Quelle période de découverte pour les membres du groupe d'étude ! Les lignes écrites par le bon vieux Karl Marx dans le Livre premier du Capital, publié en 1867 (la « belle année ! »), contenaient une chronique et un diagnostic pénétrants de notre société malade où l'alternance des refroidissements et des fièvres semblait, dans le contexte de la grande dépression, avoir emprunté une persistance chronique, voire même incurable. Rien, semblait-il, ne pouvait « remédier » à la situation, sinon une saignée digne du Moyen-Âge et opérée sur une terrifiante échelle cosmique ; et les sangsues qui se repaissaient de la guerre faisant rage sur trois continents étaient connues : Vickers, Nobel, Thyssen, Dupont et Schneider-Creusot, et, en Espagne, Juan March, l'appui multimillionnaire des phalanges fascistes.

À certaines occasions, les sessions étaient dirigées par Fred Rose, organisateur provincial du Parti, ou par Emery Samuel, organisateur de la section canadienne-française, autrefois bûcheron et gaspésien de naissance. Tous deux étaient des maîtres à la fois pittoresques et vigoureux, dont la force résidait tout particulièrement dans cette expérience pratique de la lutte, sans laquelle la « théorie demeure stérile ». Dans le cadre de cette initiation au marxisme, nous tentions de combiner les éléments d'une compréhension du matérialisme dialectique - comprendre l'histoire comme processus de transformation des structures, saisir le mouvement et les processus comme se développant [180] et se transformant dans la lutte, ainsi que l'interaction, de la nature et de la société (le « métabolisme » des deux, comme le disait Marx) - avec des illustrations tirées de la situation concrète « ici et maintenant », c'est-à-dire des luttes de la classe ouvrière au Québec, au Canada et de par le monde.

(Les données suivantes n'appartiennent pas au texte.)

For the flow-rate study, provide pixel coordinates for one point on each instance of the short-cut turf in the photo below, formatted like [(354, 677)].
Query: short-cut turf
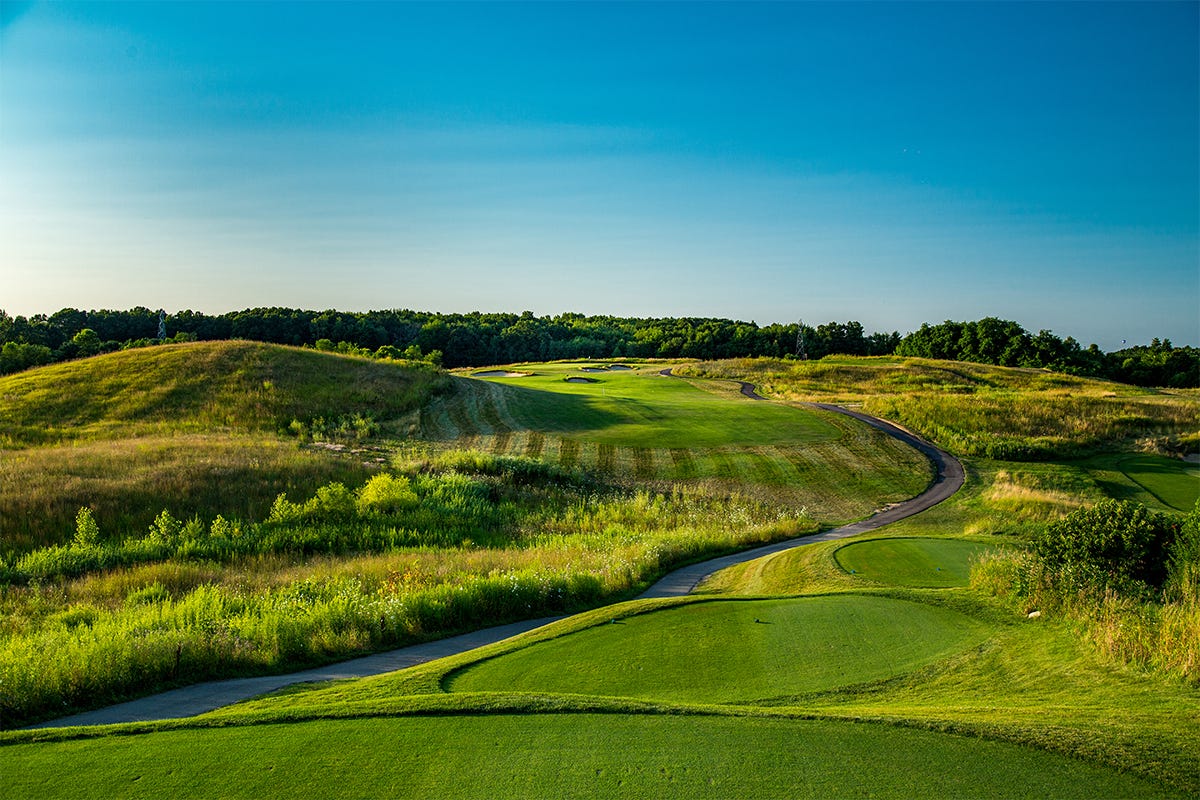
[(919, 563), (727, 651), (640, 408), (562, 756)]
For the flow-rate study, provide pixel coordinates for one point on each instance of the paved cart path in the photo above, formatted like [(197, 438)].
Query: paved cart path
[(205, 697)]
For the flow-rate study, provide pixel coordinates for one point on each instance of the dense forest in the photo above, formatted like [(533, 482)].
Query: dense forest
[(486, 338)]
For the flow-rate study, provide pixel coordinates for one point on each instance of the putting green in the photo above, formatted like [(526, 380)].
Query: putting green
[(727, 651), (562, 756), (919, 563)]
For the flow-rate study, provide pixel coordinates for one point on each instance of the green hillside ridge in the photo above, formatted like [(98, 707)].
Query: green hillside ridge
[(199, 428)]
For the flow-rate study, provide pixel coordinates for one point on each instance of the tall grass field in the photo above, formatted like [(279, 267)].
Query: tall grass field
[(384, 504)]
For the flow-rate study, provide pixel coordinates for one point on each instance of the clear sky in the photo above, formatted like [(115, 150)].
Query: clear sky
[(891, 163)]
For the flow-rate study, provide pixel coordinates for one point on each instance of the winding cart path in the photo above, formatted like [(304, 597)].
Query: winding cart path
[(205, 697)]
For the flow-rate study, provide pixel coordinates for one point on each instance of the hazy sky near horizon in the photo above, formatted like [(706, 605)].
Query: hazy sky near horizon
[(892, 163)]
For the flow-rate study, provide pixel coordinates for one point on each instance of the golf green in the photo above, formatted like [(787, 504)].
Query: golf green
[(919, 563), (729, 651)]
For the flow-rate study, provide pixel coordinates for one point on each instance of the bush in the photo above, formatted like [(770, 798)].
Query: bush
[(1114, 545), (385, 494), (87, 530)]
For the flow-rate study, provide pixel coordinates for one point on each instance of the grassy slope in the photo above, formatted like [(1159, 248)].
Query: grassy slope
[(191, 427), (562, 756), (919, 563), (1031, 683), (655, 431), (983, 410)]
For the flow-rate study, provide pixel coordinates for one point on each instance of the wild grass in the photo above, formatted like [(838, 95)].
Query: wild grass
[(126, 482), (511, 541), (982, 410), (203, 388)]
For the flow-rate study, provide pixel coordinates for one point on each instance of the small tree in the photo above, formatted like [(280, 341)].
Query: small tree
[(87, 530), (1113, 545)]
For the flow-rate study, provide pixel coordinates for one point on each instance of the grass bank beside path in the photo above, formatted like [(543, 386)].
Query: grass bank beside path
[(982, 410)]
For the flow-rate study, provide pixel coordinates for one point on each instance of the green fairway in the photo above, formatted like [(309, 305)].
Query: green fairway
[(735, 651), (1171, 481), (643, 427), (640, 408), (927, 563), (561, 756)]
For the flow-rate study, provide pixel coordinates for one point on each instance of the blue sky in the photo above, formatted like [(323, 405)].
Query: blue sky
[(892, 163)]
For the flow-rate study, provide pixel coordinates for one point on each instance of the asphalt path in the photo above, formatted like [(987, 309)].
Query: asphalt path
[(205, 697)]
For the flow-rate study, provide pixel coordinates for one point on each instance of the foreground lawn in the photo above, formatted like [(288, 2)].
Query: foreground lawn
[(556, 756)]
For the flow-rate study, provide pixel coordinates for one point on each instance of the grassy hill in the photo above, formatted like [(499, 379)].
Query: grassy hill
[(199, 428), (982, 410), (785, 677)]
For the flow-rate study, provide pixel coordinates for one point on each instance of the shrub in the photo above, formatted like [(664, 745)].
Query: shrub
[(331, 501), (385, 494), (87, 530), (1113, 545), (165, 529)]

Les discussions au sein du groupe gravitaient invariablement autour du thème de la solidarité internationale contre le fascisme, du spectre menaçant d'une nouvelle guerre mondiale et par conséquent, de la lutte contre l'impérialisme qui engendrait l'un et l'autre. Selon nous, l'internationalisme prolétarien, mis de l'avant comme principe fondamental par le Manifeste du parti communiste en 1848, loin de la remettre en question, présupposait, au contraire, une conscience nationale profondément démocratique. Expression d'une solidarité fraternelle avec les combattants d'autres pays luttant pour une même cause, ce principe n'entrait pas nécessairement en contradiction avec la défense des véritables intérêts nationaux de son pays. L'internationalisme, compris non pas comme négation de l'identité nationale mais plutôt comme son complément dans le cadre des luttes des peuples du monde partageant des intérêts communs, s'inscrivait pour nous dans une longue tradition : l'appui apporté aux Patriotes canadiens par les Chartistes ; l'action du docteur Alexander Ross de Brockville (Ontario), au sein du « Chemin de fer clandestin » dans la lutte anti-esclavagiste aux É.-U., ou encore l'exemple d'Arthur Buies, le poète-journaliste qui s'engagea dans l'armée de libération de Garibaldi.

Deux questions en particulier nous posaient problème : d'une part, le rapport à établir entre la lutte de classes pour le socialisme et la lutte pour la paix et la démocratie et, d'autre part, dans ce contexte, la question nationale. La révolution d'Octobre de 1917, événement historique qui avait ouvert la voie à la toute première tentative héroïque d'édification, dans des conditions incroyablement difficiles, d'une société socialiste, nous incitait à concentrer toute notre attention sur ces deux problèmes.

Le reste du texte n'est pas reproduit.